Polski minister zdrowia Adam Niedzielski (Adams Nedzelski) podkreślił również, że każda kobieta w ciąży, której życie lub zdrowie jest zagrożone, ma prawo do aborcji.
Ogłosił, że powołuje panel do przeglądu krajowych wytycznych dotyczących aborcji i powiedział, że obejmie on kobiety.
„W Polsce każda kobieta ma prawo do przerwania ciąży, jeśli zagraża to jej zdrowiu lub życiu” – powiedział A. Niedzielski.
Dorota Lalik, lat 33, zmarła 24 maja w Szpitalu im. Jana Pawła II w Nowym Targu, konserwatywnym regionie w południowej Polsce. Przybyła do szpitala po tym, jak odeszły jej wody i kazano jej położyć się z uniesionymi nogami. Trzy dni później zmarła na sepsę.
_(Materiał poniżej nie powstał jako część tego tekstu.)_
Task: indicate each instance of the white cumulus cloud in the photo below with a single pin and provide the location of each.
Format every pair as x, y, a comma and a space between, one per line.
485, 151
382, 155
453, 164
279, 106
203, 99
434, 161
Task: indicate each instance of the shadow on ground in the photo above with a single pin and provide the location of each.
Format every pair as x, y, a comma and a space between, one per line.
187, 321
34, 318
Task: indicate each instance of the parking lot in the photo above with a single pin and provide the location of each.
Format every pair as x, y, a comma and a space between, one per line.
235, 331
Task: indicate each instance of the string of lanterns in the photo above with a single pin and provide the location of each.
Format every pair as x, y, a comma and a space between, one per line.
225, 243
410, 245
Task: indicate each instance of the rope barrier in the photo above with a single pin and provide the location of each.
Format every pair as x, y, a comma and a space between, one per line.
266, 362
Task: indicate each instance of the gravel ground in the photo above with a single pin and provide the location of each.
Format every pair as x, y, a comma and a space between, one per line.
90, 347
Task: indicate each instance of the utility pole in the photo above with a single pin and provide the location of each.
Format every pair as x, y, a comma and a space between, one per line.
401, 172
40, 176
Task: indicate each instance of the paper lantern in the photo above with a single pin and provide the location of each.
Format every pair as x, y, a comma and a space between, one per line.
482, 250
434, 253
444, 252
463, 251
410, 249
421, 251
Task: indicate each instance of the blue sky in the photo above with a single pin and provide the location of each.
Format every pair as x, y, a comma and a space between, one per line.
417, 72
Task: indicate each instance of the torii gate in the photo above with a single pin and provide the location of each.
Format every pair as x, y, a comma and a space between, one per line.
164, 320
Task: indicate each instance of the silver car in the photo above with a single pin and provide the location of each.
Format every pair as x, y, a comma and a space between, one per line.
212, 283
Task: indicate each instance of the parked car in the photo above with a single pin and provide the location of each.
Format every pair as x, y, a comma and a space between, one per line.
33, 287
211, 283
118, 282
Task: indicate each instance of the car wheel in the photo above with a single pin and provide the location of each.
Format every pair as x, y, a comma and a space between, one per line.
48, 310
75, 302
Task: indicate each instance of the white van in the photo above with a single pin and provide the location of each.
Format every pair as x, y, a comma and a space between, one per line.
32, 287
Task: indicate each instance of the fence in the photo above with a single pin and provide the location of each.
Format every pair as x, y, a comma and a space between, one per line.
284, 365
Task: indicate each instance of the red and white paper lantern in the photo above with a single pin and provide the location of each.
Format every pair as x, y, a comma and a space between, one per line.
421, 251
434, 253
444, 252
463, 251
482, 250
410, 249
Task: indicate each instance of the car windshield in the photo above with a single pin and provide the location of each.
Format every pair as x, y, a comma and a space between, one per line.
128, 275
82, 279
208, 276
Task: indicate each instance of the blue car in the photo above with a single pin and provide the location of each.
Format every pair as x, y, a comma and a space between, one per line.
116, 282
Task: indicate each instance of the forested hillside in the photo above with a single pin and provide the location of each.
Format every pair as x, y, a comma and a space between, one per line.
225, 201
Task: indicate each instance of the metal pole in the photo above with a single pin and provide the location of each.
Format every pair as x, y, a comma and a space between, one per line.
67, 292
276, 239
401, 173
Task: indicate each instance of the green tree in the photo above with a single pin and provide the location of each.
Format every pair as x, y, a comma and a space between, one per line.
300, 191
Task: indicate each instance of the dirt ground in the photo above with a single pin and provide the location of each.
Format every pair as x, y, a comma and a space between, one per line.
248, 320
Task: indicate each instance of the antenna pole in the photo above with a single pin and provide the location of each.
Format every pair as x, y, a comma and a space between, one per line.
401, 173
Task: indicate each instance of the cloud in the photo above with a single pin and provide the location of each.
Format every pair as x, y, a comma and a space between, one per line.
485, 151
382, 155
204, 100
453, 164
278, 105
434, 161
Rzecznik Praw Pacjenta Bartlomiejs Chmielowiecs (Bartlomiejs Chmelovecs) stwierdził, że szpital naruszył prawa pacjentów.
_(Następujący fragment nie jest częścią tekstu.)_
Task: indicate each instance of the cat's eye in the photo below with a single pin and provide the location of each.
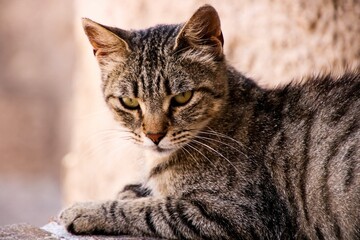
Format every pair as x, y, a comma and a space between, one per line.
182, 98
130, 103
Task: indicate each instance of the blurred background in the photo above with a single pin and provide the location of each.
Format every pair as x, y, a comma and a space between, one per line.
37, 56
54, 143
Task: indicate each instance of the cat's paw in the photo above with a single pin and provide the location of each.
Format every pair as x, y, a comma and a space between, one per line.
83, 218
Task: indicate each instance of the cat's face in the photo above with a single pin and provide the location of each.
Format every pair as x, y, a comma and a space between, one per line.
161, 87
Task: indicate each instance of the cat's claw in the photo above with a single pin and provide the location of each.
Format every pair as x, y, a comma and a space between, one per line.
82, 218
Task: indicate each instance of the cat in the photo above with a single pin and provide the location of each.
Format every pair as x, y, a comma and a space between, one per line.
225, 158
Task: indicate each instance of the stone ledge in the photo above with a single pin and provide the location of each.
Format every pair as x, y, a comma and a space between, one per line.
51, 231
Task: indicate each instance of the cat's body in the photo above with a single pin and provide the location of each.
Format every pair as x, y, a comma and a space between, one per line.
225, 158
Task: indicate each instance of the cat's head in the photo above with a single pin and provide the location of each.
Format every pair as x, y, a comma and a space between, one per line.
166, 83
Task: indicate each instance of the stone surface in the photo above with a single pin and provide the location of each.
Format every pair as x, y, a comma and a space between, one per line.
24, 231
51, 231
272, 41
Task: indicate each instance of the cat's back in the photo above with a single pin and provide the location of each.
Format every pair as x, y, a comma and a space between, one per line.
314, 153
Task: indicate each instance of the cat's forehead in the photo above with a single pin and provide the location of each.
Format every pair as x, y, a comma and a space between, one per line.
159, 38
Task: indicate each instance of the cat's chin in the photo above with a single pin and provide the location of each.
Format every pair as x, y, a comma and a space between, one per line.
159, 152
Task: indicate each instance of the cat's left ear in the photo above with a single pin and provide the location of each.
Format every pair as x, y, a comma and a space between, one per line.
202, 33
108, 43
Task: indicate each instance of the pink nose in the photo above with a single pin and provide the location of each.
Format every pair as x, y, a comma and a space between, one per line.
155, 137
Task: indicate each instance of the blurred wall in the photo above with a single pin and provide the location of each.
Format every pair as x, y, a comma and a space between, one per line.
36, 63
273, 41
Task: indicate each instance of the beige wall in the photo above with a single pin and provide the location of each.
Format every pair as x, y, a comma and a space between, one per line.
37, 54
273, 41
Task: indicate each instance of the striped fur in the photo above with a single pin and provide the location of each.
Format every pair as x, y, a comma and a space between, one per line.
236, 161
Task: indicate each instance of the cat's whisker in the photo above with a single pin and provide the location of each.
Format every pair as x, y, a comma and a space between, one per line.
104, 146
221, 135
92, 114
185, 151
217, 152
221, 142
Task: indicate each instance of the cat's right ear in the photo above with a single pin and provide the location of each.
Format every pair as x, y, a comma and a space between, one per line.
107, 42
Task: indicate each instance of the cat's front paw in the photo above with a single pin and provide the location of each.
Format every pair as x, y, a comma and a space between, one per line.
83, 218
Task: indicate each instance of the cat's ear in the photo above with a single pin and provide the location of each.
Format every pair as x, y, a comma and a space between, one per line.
202, 33
107, 42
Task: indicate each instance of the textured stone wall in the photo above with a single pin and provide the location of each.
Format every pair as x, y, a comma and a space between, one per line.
272, 41
36, 64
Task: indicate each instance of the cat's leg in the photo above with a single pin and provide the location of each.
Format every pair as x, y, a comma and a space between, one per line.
133, 191
158, 217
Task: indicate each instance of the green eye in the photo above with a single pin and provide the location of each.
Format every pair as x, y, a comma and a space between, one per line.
182, 98
130, 103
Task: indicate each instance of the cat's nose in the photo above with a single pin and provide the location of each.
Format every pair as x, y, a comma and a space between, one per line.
155, 137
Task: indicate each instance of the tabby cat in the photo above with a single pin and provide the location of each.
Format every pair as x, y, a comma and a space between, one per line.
225, 158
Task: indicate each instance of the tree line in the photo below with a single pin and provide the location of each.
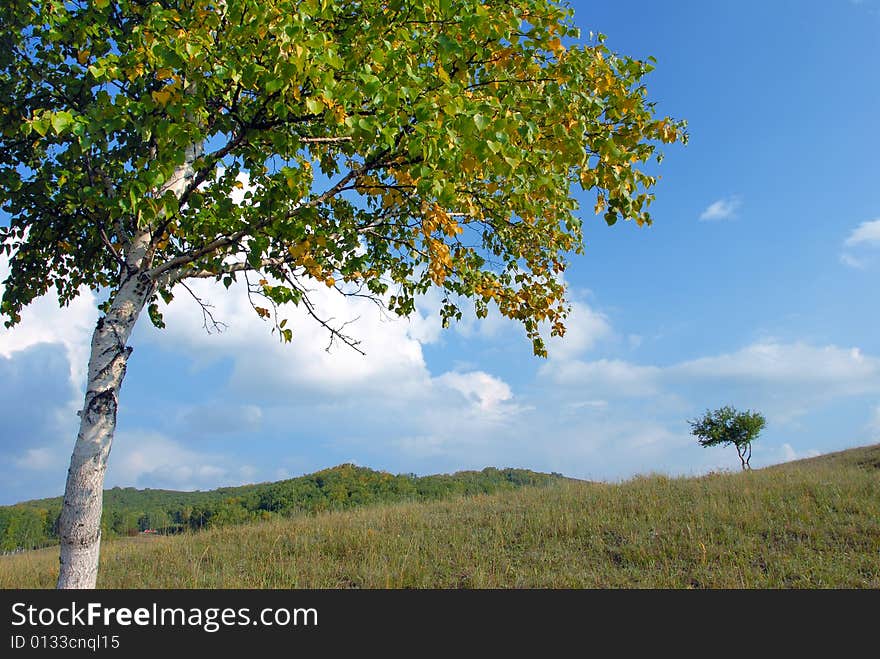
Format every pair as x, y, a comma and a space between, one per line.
129, 511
Adwokat rodziny D. Lalika, Jolanta Budzowska, powiedziała w poniedziałek TVN24, że kobieta nie została poinformowana, że jej szanse na uratowanie ciąży są niewielkie i że ryzykuje życiem, nie przerywając ciąży. Twierdziła, że doszło do błędu w sztuce lekarskiej.
Jest to następstwem kontrowersyjnej decyzji o zaostrzeniu już i tak surowego prawa aborcyjnego w Polsce ponad dwa lata temu. Doprowadziło to do masowych protestów w całym kraju.
W 2020 roku Trybunał Konstytucyjny orzekł, że kobiety nie mogą już przerywać ciąży w przypadku ciężkich wad rozwojowych płodu, w tym zespołu Downa.
Zgodnie z obowiązującym prawem kobiety nadal mają prawo do przerwania ciąży w przypadku zagrożenia ich życia lub zdrowia. Jednak obrońcy praw kobiet ostrzegają, że lekarze narażają życie kobiet, ponieważ z powodów ideologicznych lub z obawy przed konsekwencjami prawnymi przedkładają zachowanie ciąży nad same kobiety w ciąży.
Takie incydenty doprowadziły do protestów w całej Polsce, a kolejny zaplanowano na środę wieczorem w Warszawie.
Konserwatywne grupy antyaborcyjne oskarżają obrońców praw kobiet o wykorzystywanie spraw takich jak Lalik do celów politycznych.
„Ekstremalny gracz. Popkulturowy ninja. Nie mogę pisać w rękawicach bokserskich. Bacon maven. Namiętny badacz sieci. Nieprzepraszający introwertyk.”